I snort. “Weak sauce.”

She laughs. “You don’t believe.”

I shake my head. “I’m sorry. I just have trouble believing in things that don’t exist.”

“What doesn’t exist? The stars? The sky?”

“God,” I say. “God is a concept used by people who want to feel better about the pointlessness of being alive. You live, you die. The end. Sorry, but that’s what’s real.”

“For you,” she says, as if to add it to the end of my sentence.

“Hey, call it what you want. That’s what I know to be true.”

“So can I teach you something I’ve learned?”

I look over at Laurelei, who is beautiful in a mom way, who I would be okay spending the rest of my life listening to, even if she’s batshit crazy. “Go for it. Knock yourself out.”

“I’ve learned that the answer to every question about God is ‘Yes.’ ”
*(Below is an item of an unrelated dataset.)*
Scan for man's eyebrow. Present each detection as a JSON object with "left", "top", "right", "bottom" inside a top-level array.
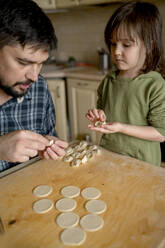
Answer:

“What if it isn’t a yes or no question?”

“So judgmental for such an otherwise delightful young man. I’m saying that whatever it is that a person believes about God is totally, completely, irrevocably true — but only if you add two words.”

“Check, please?”

That one earns me another playful smack, and then she stands up and says, “I think I’ll head back to sleep. You?”

I nod and stand up too. “So you didn’t tell me what the two words are,” I say.

She opens the screen door and holds it open for me to walk through, and then she follows me. I see Aisha’s sleeping cheek illuminated by the starlight.